Pope Benedict XVI made an uncomfortable claim in his 2006 Regensburg address: contemporary Muslim terrorism may owe something to Islam’s conception of God.
A year later, Father James V. Schall SJ wrote a book about the address which, as Acton Director of Research Samuel Gregg says, placed it in the wider context of a set of religious and philosophical challenges that many Westerners still can’t bring themselves to address:
Over the past sixteen years, Schall has written numerous articles on this more general topic, the most important of which have been gathered together in his latest book, On Islam: A Chronological Record, 2002-2018. In one sense, the title is somewhat misleading. For this is really a book about the West and how its inability to think (let alone speak) clearly about the primary causes of Muslim terrorism reflects some significant intellectual pathologies presently plaguing Western intellectual life.

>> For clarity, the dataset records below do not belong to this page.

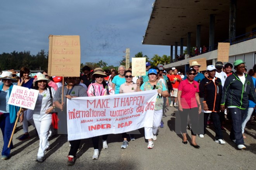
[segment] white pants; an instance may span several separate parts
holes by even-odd
[[[28,121],[29,122],[35,127],[35,123],[34,123],[33,120],[33,110],[30,109],[24,111],[24,118],[22,123],[22,126],[23,128],[23,132],[24,133],[28,132]]]
[[[245,128],[247,122],[248,122],[248,121],[249,121],[249,120],[250,120],[250,118],[251,118],[251,116],[252,116],[254,110],[254,108],[253,107],[249,107],[248,108],[247,116],[246,117],[244,117],[242,120],[242,133],[244,133],[244,128]]]
[[[147,139],[152,139],[153,134],[156,134],[160,126],[163,116],[163,109],[154,110],[153,117],[153,127],[145,127],[145,138]]]
[[[39,115],[34,114],[33,116],[35,125],[39,136],[39,148],[37,153],[37,158],[44,156],[44,151],[50,146],[48,141],[48,134],[50,127],[52,124],[52,115]],[[50,117],[50,119],[49,117]]]

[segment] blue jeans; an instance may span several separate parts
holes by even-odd
[[[3,115],[0,116],[0,128],[3,138],[2,156],[9,156],[10,153],[11,148],[13,148],[12,142],[11,143],[9,148],[8,148],[8,146],[14,126],[14,123],[10,123],[10,122],[9,113],[4,113]]]
[[[246,113],[246,110],[242,110],[237,107],[228,108],[232,117],[232,128],[230,131],[230,138],[235,139],[237,145],[244,144],[244,138],[242,133],[242,119]]]

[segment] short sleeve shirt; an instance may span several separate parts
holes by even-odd
[[[190,84],[187,79],[180,82],[178,90],[182,91],[180,102],[183,109],[191,109],[197,107],[195,99],[195,93],[199,92],[198,83],[194,80]]]
[[[112,83],[116,85],[115,86],[115,94],[119,94],[120,86],[126,81],[125,77],[121,78],[118,75],[115,76],[112,80]]]

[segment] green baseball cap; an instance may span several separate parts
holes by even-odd
[[[235,60],[234,62],[234,66],[237,66],[241,64],[245,64],[245,62],[244,62],[242,60]]]

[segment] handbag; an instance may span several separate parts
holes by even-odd
[[[51,87],[49,87],[49,90],[50,92],[50,95],[51,97],[51,102],[52,103],[52,105],[53,105],[53,102],[52,101],[52,90],[51,90]],[[57,113],[53,112],[52,113],[52,124],[54,129],[58,129],[58,122],[59,121],[58,118]]]

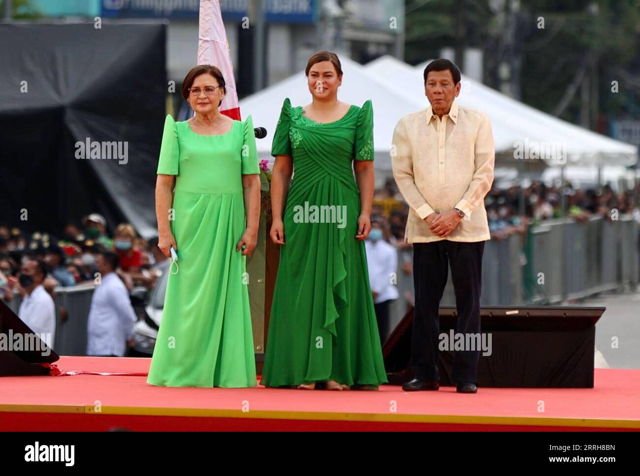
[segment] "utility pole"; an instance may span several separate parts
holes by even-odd
[[[249,0],[249,24],[253,29],[253,91],[264,87],[264,0]]]
[[[11,21],[11,0],[4,0],[4,21]]]

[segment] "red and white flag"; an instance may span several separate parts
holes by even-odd
[[[229,43],[222,22],[218,0],[200,0],[198,28],[198,64],[217,66],[225,78],[227,94],[220,105],[220,112],[240,120],[234,66],[229,55]]]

As the text’s subtitle indicates, these essays proceed chronologically. They begin with a 2003 article about Hilaire Belloc’s views about Islam, and end with a 2018 piece in which Schall presents some reflections about the Koran itself. Between these two essays are sandwiched 24 articles in which Schall explores questions ranging from how the physicist-priest, the late Stanley Jaki, regarded the natural sciences’ place in Islam, to how the secular mind grapples with Muslim terrorism.